Step 1: Enter Connection Information
To connect a data source to an Azure Blob Storage container, you must first create a Shared Access Signature for your Azure Blob Storage account.
Enter the Shared Access Signature Token and the corresponding URL for your Azure Storage account. Follow the steps below to retrieve your SAS credentials from the Azure Portal.
Generating and Retrieving Shared Access Signature Credentials
- Open the Azure Portal Web UI.
- Find and select your desired Azure Storage Account resource.
Under SETTINGS select Shared access signature.
Configure the SAS Token's allowed services, resource types, and permissions to match the following image.
Set a reasonable expiration date for your SAS Token. When your SAS Token expires, your Immuta data source will no longer be able to fetch data from Azure.
- Select Generate SAS and save the provided credentials.
Step 2: Select the Container
Select the container that you wish to base this data source on. The data source will contain all of the blobs in this container, and it will also maintain the container's directory structure.
In these final options, you can edit advanced configurations for your data source. None of these configurations are required to create the data source.
Option 1: Determine Refresh Interval
If left blank or set to 0, Azure blob data will only be indexed once when the data source is initially created. Otherwise, the Azure blob data will be re-indexed based on the selected time interval.
- Set Time: This is how often Immuta will re-index data located in the remote Azure blob container.
- Set Period: This is the time period and can be set to minutes, hours or days.
If you do not set a refresh interval, Immuta will never automatically crawl your container. You can always manually crawl from the Data Source Overview page.
Option 2: Select Data Format
While object-backed data sources can be any format (images, videos, etc.), Immuta can still work under the assumption that some will have common formats. Should your blobs be comma separated, tab-delimited, or json, you can mask values through the Immuta interface. Specifying the data format will allow you to create masking policies for the data source.

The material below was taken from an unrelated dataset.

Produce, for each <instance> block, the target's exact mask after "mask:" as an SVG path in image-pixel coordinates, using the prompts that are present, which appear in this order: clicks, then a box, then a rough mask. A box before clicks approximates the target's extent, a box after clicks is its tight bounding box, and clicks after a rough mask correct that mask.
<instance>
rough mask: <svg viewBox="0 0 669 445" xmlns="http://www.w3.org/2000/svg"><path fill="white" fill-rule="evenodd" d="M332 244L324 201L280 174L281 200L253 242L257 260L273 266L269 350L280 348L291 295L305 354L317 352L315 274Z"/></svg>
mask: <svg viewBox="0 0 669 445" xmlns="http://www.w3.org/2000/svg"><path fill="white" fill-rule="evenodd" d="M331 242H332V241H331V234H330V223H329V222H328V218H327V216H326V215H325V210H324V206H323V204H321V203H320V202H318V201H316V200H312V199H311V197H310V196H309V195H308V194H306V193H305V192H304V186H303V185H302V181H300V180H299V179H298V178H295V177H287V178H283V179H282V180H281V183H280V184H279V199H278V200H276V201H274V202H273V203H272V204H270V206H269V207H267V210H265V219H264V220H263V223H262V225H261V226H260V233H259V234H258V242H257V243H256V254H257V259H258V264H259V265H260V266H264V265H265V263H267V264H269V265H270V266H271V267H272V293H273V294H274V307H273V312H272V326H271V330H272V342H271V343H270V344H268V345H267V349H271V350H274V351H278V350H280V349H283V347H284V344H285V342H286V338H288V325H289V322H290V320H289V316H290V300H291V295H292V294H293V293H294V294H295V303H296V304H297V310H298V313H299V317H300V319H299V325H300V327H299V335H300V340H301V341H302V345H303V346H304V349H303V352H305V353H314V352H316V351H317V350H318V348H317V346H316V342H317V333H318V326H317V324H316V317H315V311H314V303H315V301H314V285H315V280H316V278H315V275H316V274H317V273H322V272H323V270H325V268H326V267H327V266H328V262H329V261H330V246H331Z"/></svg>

Option 3: Populate Event Time
Event time allows you to catalog the blobs in your data source by date. It can also be used for creating data source minimization policies.
By default, Immuta will use each blob's
Last Modified date attribute from Azure for Event Time.
However, this is not always an accurate way to represent event time.
Should you want to provide a customized event time, you can do that via blob attributes.
You can specify the key of the metadata attribute that contains the
date in ISO 8601 format, for example:
Option 4: Configure Tags
Immuta will extract any existing metadata from Azure blobs. This metadata can also be used to apply tags
to blobs. When configuring tags, note that
Attribute Name refers to the key of your desired blob
metadata attribute in Azure.